Politikus PDIP Tuntut Klarifikasi KPU Terkait Penghentian Rekap
Politikus PDI Perjuangan, Deddy Yevri Sitorus, meminta Komisi Pemilihan Umum (KPU) memberikan klarifikasi terkait dugaan perintah untuk menghentikan proses rekapitulasi suara di tingkat kecamatan.
Kabar tersebut ia dengar sendiri dari daerah pemilihannya (Dapil) Kalimantan Utara yang mendapat arahan penghentian sementara.
Ia mengatakan, perintah tersebut menggunakan alasan tak masuk akal. Sehingga ia menduga penghentian sementara merupakan upaya untuk mengakali hasil Pemilu.
“Ada informasi di daerah bahwa KPU Pusat memerintahkan penghentian rekapitulasi suara di tingkat kecamatan, yang mana hal itu tak dikonsultasikan dengan peserta pemilu dan komisi II DPR,” kata Deddy Yevri dalam keterangan tertulis.

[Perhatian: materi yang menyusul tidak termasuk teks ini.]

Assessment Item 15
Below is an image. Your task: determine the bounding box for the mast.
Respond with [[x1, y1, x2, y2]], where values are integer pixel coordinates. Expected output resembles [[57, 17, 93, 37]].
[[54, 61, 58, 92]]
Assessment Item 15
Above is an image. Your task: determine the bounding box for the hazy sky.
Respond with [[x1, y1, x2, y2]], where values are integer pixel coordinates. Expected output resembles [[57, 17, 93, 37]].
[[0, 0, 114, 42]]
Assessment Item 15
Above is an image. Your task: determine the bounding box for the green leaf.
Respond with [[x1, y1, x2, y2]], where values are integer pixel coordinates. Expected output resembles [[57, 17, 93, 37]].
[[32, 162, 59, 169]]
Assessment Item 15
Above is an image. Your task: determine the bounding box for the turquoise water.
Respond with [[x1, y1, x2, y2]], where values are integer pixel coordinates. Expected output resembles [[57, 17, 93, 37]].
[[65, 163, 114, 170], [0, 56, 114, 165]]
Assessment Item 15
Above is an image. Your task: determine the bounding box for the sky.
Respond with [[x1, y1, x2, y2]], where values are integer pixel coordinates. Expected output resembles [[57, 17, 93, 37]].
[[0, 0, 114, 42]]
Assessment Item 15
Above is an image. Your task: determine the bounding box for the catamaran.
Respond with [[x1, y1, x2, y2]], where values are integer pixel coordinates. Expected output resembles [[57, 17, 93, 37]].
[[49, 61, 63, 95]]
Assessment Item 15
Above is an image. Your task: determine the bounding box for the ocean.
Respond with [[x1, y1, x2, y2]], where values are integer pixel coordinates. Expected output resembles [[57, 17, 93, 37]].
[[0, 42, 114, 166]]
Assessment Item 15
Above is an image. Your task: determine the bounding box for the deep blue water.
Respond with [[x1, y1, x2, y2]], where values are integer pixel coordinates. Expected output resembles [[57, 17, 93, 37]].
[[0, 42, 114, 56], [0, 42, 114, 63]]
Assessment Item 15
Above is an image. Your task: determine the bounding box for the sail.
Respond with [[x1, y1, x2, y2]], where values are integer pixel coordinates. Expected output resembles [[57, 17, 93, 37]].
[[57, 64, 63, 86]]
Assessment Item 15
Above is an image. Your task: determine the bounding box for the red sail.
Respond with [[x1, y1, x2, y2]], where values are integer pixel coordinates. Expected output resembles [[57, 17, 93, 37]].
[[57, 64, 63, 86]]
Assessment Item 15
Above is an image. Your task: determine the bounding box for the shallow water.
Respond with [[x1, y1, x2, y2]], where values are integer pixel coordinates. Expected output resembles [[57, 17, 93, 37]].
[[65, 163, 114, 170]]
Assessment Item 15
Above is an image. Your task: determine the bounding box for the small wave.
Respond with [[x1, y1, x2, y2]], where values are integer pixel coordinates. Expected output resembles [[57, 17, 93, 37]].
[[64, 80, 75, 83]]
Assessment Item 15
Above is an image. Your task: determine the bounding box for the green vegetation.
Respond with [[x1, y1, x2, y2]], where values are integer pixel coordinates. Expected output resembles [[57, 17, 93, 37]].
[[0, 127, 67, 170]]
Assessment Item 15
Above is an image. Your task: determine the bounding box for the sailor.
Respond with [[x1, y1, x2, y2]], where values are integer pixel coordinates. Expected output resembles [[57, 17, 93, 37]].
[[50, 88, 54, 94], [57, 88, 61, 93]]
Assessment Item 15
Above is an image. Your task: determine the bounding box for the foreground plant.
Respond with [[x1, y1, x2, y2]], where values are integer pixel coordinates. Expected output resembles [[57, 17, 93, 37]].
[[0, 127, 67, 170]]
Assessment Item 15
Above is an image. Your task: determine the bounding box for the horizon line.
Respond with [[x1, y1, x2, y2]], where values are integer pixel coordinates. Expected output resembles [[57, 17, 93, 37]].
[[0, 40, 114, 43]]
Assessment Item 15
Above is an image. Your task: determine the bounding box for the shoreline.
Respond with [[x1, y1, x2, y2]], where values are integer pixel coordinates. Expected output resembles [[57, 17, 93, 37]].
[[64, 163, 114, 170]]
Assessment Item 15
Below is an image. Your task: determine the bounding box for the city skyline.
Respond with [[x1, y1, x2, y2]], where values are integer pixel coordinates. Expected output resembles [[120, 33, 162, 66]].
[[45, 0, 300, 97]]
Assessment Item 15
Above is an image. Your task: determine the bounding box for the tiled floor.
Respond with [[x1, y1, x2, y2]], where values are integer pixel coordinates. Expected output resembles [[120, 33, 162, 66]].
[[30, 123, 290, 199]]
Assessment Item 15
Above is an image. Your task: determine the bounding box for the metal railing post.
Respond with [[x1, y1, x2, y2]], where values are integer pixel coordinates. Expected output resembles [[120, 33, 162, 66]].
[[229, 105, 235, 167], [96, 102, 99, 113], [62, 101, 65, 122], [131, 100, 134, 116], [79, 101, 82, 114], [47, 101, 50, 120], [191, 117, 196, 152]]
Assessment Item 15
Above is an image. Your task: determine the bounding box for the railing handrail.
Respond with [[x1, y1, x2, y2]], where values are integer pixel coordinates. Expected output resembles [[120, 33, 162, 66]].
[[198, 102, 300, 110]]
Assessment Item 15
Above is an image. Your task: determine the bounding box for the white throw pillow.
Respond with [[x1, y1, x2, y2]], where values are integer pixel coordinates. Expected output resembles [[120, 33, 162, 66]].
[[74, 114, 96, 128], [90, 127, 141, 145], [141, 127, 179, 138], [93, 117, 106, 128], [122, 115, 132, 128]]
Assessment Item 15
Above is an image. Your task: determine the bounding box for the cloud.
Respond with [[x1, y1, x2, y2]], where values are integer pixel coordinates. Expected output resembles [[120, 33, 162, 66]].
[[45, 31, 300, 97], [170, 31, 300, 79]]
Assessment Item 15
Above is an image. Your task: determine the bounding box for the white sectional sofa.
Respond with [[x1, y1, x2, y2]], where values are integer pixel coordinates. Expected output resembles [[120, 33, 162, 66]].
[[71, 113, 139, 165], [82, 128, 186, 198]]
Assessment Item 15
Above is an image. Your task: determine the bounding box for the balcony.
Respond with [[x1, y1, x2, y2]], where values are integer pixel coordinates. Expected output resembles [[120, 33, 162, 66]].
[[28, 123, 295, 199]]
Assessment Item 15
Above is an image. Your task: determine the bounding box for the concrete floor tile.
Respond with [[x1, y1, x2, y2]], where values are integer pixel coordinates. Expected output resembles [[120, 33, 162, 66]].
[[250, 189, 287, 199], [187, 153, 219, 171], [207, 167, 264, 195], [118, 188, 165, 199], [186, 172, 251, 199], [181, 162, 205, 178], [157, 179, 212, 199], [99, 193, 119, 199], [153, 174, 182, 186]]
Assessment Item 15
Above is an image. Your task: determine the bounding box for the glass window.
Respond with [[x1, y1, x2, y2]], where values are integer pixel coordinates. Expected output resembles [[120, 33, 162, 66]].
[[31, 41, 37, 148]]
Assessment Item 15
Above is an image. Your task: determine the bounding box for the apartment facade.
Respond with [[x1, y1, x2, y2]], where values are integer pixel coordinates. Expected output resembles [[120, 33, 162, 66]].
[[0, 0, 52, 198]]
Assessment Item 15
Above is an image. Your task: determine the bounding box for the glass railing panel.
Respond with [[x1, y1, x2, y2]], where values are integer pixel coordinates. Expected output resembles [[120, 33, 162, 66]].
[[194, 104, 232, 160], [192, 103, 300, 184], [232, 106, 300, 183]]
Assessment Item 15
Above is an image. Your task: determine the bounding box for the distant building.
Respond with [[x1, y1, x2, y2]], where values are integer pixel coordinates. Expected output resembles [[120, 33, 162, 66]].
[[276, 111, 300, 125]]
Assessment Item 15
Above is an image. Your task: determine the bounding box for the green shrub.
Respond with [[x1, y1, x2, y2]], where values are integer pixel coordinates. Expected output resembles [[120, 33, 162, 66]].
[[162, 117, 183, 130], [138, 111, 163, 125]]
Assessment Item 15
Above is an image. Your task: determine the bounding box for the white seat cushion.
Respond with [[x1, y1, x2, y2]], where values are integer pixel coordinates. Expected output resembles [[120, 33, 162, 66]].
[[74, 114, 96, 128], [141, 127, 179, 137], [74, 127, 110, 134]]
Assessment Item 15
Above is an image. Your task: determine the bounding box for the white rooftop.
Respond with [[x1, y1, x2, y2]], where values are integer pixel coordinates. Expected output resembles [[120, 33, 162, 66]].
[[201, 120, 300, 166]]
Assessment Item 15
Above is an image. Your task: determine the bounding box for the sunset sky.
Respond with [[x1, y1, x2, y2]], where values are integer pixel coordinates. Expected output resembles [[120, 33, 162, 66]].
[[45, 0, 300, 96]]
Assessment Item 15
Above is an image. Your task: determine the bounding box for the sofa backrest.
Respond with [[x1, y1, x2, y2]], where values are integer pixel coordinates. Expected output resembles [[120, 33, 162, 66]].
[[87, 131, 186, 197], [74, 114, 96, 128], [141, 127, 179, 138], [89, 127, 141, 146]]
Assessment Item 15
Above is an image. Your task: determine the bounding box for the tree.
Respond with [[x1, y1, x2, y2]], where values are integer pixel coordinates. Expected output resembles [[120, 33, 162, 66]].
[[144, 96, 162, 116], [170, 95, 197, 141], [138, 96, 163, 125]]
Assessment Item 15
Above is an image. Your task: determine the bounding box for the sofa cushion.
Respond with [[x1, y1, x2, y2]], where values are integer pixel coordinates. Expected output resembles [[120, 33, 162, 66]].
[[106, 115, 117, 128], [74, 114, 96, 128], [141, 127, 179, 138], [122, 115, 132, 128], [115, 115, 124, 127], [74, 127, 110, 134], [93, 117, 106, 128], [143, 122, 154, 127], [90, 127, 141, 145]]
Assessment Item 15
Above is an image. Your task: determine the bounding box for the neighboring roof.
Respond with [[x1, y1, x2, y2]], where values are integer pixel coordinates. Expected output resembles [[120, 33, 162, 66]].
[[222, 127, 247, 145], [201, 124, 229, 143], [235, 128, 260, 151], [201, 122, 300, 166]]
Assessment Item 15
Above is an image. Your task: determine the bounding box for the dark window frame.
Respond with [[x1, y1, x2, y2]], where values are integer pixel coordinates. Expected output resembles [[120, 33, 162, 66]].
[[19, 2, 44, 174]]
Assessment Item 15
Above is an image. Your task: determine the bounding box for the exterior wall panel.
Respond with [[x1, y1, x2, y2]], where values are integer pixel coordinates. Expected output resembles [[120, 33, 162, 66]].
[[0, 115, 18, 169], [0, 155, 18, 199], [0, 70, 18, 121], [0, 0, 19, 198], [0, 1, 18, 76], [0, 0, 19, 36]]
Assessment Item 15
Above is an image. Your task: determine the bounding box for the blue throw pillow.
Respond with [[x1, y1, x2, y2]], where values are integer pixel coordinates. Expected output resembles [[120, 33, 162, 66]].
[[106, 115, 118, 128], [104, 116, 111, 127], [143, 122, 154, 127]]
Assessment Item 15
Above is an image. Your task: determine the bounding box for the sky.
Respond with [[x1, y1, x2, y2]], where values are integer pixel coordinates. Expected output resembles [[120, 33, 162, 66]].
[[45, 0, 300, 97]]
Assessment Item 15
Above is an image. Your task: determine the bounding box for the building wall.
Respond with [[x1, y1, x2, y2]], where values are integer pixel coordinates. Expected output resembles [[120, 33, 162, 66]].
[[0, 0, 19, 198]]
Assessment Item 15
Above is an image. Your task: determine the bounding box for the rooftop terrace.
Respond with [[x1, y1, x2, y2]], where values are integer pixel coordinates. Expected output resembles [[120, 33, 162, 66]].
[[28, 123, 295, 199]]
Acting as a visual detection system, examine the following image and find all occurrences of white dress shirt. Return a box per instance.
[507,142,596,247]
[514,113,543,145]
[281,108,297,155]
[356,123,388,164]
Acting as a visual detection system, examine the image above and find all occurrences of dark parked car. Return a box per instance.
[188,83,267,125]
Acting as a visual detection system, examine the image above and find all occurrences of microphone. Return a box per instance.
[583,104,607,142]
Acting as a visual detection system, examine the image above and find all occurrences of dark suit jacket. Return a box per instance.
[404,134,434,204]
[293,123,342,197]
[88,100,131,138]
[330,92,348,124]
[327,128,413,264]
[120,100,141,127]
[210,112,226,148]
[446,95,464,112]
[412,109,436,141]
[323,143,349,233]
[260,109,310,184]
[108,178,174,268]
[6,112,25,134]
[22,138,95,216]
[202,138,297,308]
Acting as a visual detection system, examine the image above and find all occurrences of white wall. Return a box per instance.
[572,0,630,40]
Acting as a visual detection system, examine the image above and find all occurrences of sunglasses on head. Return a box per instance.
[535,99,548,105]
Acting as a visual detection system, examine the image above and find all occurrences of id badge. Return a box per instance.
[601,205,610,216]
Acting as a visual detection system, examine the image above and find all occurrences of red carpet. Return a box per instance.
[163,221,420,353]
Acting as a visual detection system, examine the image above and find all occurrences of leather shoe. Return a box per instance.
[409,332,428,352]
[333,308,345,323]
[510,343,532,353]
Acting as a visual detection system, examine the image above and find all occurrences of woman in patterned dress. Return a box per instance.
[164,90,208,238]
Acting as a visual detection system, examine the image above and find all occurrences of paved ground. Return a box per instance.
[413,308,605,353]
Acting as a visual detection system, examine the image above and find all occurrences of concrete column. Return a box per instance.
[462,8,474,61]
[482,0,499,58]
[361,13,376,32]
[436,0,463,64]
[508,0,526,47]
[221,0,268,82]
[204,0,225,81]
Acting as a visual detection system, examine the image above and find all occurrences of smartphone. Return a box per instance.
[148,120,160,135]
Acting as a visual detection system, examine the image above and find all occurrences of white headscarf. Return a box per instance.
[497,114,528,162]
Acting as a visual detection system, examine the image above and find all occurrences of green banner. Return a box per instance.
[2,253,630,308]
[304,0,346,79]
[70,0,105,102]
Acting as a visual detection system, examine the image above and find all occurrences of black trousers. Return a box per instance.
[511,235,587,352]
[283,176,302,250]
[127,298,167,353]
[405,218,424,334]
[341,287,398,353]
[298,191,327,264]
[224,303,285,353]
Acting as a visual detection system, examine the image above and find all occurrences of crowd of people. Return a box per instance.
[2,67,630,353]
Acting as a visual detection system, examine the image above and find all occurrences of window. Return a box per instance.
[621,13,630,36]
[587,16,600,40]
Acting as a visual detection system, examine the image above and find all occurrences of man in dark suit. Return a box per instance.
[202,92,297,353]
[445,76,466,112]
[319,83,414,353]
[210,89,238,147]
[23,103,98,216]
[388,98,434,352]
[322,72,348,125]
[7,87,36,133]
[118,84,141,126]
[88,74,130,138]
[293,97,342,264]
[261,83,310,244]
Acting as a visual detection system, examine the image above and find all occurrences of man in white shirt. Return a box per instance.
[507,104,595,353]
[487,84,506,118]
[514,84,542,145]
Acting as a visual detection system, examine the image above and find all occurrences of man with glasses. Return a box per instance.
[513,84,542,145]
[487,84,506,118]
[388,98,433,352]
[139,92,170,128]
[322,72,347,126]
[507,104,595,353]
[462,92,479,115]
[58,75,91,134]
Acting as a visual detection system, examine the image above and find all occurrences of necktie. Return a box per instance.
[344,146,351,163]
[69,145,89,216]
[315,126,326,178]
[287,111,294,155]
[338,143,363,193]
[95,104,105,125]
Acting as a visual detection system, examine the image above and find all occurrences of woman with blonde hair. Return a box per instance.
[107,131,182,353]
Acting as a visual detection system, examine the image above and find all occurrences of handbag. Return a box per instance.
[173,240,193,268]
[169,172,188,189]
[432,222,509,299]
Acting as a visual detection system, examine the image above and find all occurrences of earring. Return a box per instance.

Menurutnya, penghentian proses rekapitulasi sah saja dilakukan oleh KPU, namun syaratnya dalam kondisi force majeure karena bencana atau kerusuhan. Sedangkan dalam proses ini tidak ada kejadian tersebut.
“Kami dapat informasi alasannya penghentian adalah karena sistem Sirekap mengalami kendala di pembacaan data. Padahal Sirekap itu bukan metode penghitungan suara yang resmi dan sah. Rujukan perhitungan suara adalah rekapitulasi berjenjang, atau C1 manual,” kata Deddy.
Kalaupun alasannya force majeure memang benar adanya, lanjut Deddy, seharusnya penghentian proses rekapitulasi hanya dilakukan di daerah terdampak.
“Jadi misalnya gempa bumi atau kerusuhan terjadi di di daerah A, maka penghentian rekapitulasi hanya terjadi di daerah A. Ini kok kami dapat informasi bahwa penghentian terjadi di seluruh Indonesia,” tuturnya.
Karena itu, ia curiga ada motif tertentu dibalik penghentian itu. Pertama adalah menyangkut persaingan ketat PDIP dengan Partai Golkar sebagai peraih kursi terbanyak di Pemilu. Kaitannya adalah bahwa peraih kursi terbanyak akan mendapat jatah Ketua DPR.
Kedua adalah terkait dugaan bahwa ada salah satu parpol yang sebenarnya tidak lolos parliamentary threshold, dipaksakan lolos ke parlemen. Partai ini disebut-sebut masih dekat dengan penguasa di Istana.
“Jadi kedua, ada kuat kecurigaan upaya tersistematis untuk memenangkan salah satu kontestan pemilu. Ada kabar saya dengar kabar bahwa ada operasi agar suara partai kecil akan diambil untuk dialihkan, terutama Partai Perindo, Gelora dan Partai Ummat,” kata Deddy.
Untuk mengatasi kesimpangsiuran dan dugaan tersebut, maka Deddy sangat berharap kepada KPU untuk memberi penjelasan yang selengkapnya.